As I learnt to my cost.



This rotary table is otherwise only used a few times and can double as a dividing head as it mounts both vertical and horizontal.



it cold be for sale if any interest. I think it is a 6"



What mill do you have?


----------



## topconker (24 Nov 2016)

I've bought a Bernardo KF20 Super.
Thing they are made in Austria.


----------



## woodpig (24 Nov 2016)

None of the milling cutters I've bought over the past ten years have been threaded so a Clarkson chuck wouldn't have done me any good. I bought an ER32 chuck for my mill eventually as I already had a chuck and full set of ER32 collets for my Lathe. I started out though with indivual MT3 finger collets in both metric and imperial which I still use occasionally. One of my favourite mill tools though is a Fly cutter with a MT3 shank.

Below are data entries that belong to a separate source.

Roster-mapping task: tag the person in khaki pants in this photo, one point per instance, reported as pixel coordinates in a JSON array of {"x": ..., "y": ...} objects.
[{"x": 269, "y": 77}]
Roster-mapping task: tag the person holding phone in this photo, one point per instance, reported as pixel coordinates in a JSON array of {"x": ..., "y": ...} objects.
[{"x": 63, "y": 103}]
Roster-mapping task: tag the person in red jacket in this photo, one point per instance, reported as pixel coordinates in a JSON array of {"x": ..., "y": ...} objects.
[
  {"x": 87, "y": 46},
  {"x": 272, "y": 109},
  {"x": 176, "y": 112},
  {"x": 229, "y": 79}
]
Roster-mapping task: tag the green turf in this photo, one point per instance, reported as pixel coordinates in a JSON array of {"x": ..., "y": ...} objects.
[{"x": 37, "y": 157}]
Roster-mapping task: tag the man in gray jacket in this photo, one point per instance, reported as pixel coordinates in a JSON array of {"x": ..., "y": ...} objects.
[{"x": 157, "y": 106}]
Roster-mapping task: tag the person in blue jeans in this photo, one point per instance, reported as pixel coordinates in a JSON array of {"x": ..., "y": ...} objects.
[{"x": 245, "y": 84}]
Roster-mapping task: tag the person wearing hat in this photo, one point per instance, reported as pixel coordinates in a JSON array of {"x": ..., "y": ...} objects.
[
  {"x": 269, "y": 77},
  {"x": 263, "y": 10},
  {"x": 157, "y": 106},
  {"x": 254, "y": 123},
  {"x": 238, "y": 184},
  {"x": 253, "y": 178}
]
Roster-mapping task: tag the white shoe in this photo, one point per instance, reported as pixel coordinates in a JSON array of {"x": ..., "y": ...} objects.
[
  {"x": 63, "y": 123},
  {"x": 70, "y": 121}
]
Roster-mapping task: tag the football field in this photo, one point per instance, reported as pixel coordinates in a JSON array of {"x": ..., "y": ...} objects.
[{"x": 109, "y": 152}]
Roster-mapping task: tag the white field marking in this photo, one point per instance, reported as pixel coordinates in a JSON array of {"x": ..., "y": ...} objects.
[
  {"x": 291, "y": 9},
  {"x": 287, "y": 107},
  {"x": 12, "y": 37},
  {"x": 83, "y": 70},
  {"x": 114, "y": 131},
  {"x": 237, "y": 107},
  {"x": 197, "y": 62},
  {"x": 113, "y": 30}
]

Does your mill have a self ejecting draw bar? If not a chuck may be a good option if you can afford the head space.


----------



## topconker (24 Nov 2016)

The draw bar screws down into the chuck or collet, I think it will pull all the way out.
Is that what you mean?
TC


----------



## woodpig (24 Nov 2016)

If you have a captive or self ejecting draw bar it will eject the collet when you unscrew the draw bar. If it's a plain draw bar you'll likely need to give it a tap with a hammer to eject the collet. This can be hard on the bearings on small mills.


----------



## topconker (25 Nov 2016)

Then no, I have to tap the top of the draw bar to remove the collet/chuck.


----------



## seaco (28 Nov 2016)

I use an ER32 collet chuck set and a few collets I have never had creep from either, my mill is R8 which may or may not make a difference as I've never used an MT3 collet but I can't really see it making much difference as long as they are seated properly.

If I had to choose I would have separate collets for each size but that gets pretty expensive so my mixture gets me by...


----------



## topconker (29 Nov 2016)

Thanks Lee,
Looking at the chuck set it gets pretty expensive so I'm beginning to think about separate collets for the small amount of use they will probably get.


----------